Jaundice at wikipedia
A very important point here is that anything that affects the beta chain isn’t going to present in the newborn period, in the first few weeks of life certainly. So sickly-cell, which affects beta chain, isn’t going to show up in the first few weeks of life with jaundice. That is because there is plenty of fetal hemoglobin around and so these children really will not be symptomatic early on because of that fetal hemoglobin. Sepsis should be on your list as causing intravascular hemolysis. One thing I think that you need to know is that jaundice is not going to be a presenting sign of sepsis. You aren’t going to have this well-looking kid who turns yellow and sepsis is the cause of it. It’s more that septic kids can become jaundiced. I think keeping that in mind is important. Then finally, mechanical or red blood cell destruction in things like ADM is also possible but seems to be fairly rare.
Canadian pharmacy news
So on to other forms of increased production: extravascular hemolysis. So rather than having the blood cells breaking down inside the vessels we have breakdown of blood outside the vessels. Things like hematomas, cephalhematomas, can commonly cause increased bilirubins. Bruising doesn’t tend to be as much of a problem in full term babies. They seem to be able to handle that bilirubin a little bit better, but certainly premature babies, if they are fairly bruised, can get quite jaundiced just from the bruising. Hemorrhage also. If you bleed into any closed space that hemoglobin is going to be reabsorbed and converted into bilirubin, so you may see pulmonary bleeding, GI bleeding, and in the premature baby you can even see jaundice being fairly prominent if you have a large intraventricular hemorrhage. Excess RBC load – I guess this should be more in the intravascular hemolysis – but if you see hematocrits that are up in the mid 60’s and even in the lower 60’s, that load may contribute to hyperbilirubinemia. And sometimes what we will see is that you may have a couple of these things. Cephalhematomas are common. Polycythemia is pretty common. You put those two together and you are more likely to have pretty high levels of bilirubin.
Cheap generic medications
Jaundice in the newborn. Bilirubin is derived from hemoglobin. One gm of hemoglobin will produce 34 mg of bilirubin, so what you can see here is that you don’t need a heck of a lot of hemolysis going on to produce fair amounts of bilirubin. It enters the circulation in the unconjugated form and is bound by albumin. Then is transported to the liver where it is conjugated, excreted into the bile duct and then into the small intestine.

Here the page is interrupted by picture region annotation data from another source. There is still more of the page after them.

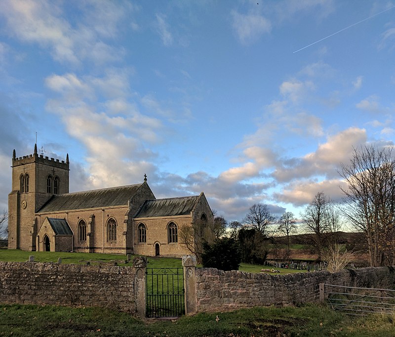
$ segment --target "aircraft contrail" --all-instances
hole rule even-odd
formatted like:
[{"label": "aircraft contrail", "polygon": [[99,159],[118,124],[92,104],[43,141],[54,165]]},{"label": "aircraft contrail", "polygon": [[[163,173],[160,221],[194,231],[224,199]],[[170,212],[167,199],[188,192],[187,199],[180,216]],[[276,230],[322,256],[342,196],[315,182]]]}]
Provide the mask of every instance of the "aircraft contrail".
[{"label": "aircraft contrail", "polygon": [[379,15],[380,14],[382,14],[382,13],[384,13],[384,12],[386,12],[388,10],[390,10],[390,9],[392,9],[394,7],[395,7],[395,6],[393,6],[392,7],[390,7],[389,8],[387,8],[387,9],[385,9],[385,10],[383,10],[383,11],[381,11],[380,13],[377,13],[377,14],[375,14],[374,15],[372,15],[371,16],[369,16],[368,18],[366,18],[366,19],[364,19],[363,20],[361,20],[361,21],[358,21],[357,22],[356,22],[356,23],[353,24],[351,26],[349,26],[348,27],[346,27],[345,28],[343,28],[343,29],[341,29],[338,32],[336,32],[336,33],[334,33],[333,34],[331,34],[330,35],[328,35],[328,36],[327,36],[325,38],[323,38],[323,39],[321,39],[321,40],[319,40],[318,41],[316,41],[316,42],[313,42],[312,43],[310,43],[310,44],[309,44],[308,45],[306,46],[305,47],[303,47],[303,48],[301,48],[300,49],[298,49],[296,51],[294,51],[293,53],[294,54],[295,53],[297,53],[298,51],[300,51],[301,50],[303,50],[304,49],[305,49],[306,48],[307,48],[308,47],[310,47],[311,45],[313,45],[313,44],[315,44],[316,43],[317,43],[318,42],[321,42],[321,41],[322,41],[325,40],[326,39],[328,39],[328,38],[330,38],[331,36],[333,36],[334,35],[336,35],[336,34],[339,34],[341,32],[343,32],[343,31],[345,31],[346,29],[348,29],[349,28],[351,28],[352,27],[353,27],[353,26],[355,26],[356,25],[357,25],[358,23],[360,23],[361,22],[363,22],[363,21],[366,21],[367,20],[369,20],[369,19],[371,19],[372,18],[374,17],[375,16],[376,16],[377,15]]}]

One thing which is absolutely crucial for you to understand when thinking about jaundice in the newborn is the enterohepatic circulation where bilirubin is reabsorbed from the gut and the key thing is that it is reabsorbed in the unconjugated form. So that anything that produces a slowing of passage of stool through the GI tract will produce an unconjugated hyperbilirubinemia. When we talk about our differential diagnosis for unconjugated hyperbilirubinemia, a number of things that produce a slowing of passage of stool in the GI tract will be discussed.
Canadian levitra online
So why are bilirubin levels higher in newborns? A number of different reasons. Obviously there is large red blood cell load, not unusual to see hematocrits of 60 or 65. There is also a shorter red blood cell life span. There is a fair amount of hematopoietic tissue, which is being degraded. The liver is immature and especially in premature babies they are going to potentially have greater problems processing this bilirubin. Then there is also increased re-absorption via the enterohepatic circulation. Classically what we look at is unconjugated or indirect hyperbilirubinemia versus conjugated or direct. Conjugated hyperbilirubinemia is generally defined by conjugated bilirubin levels greater than 2, – this is key – and greater than 10% of the total serum bilirubin. Because what you may see, if you get very high levels of unconjugated bilirubin – say you are in the 20’s – you may see conjugated levels slightly above 2 and that doesn’t make it a conjugated hyperbilirubinemia if it’s not over 10% of the total serum bilirubin.
Canadian viagra pharmacy
So indirect hyperbilirubinemia: we’ll start with that. The most common cause of indirect hyperbilirubinemia is physiologic jaundice. The definition varies. It seems to be sliding upwards in recent years. It used to be classically thought of as full-term bilirubins less than or equal to 12 were thought of as physiologic. Premature babies, bilirubins less than or equal to 15, but I think what we see is that has crept up and especially in breast-fed babies. I think that a lot of people consider bilirubins up to 14 or 15 to be essentially physiologic hyperbilirubinemia.
Hangover Pills Info
Keys about non-physiologic jaundice: generally people say that if it appears in the first 24 hours, if jaundice appears in the first 24 hours it’s not physiologic. If the conjugated bilirubin is greater than 2. So if you have a conjugated hyperbilirubinemia, that’s never physiologic. Then some people also use bilirubin increases more than 5 mg/dl per day. Not sure I’d stick to … you know, if you have a level that’s going up 5.1 per day I’m not sure I’d be terribly panicked about that, especially in the first day or two of life. But those are the things which define non-physiologic hyperbilirubinemia.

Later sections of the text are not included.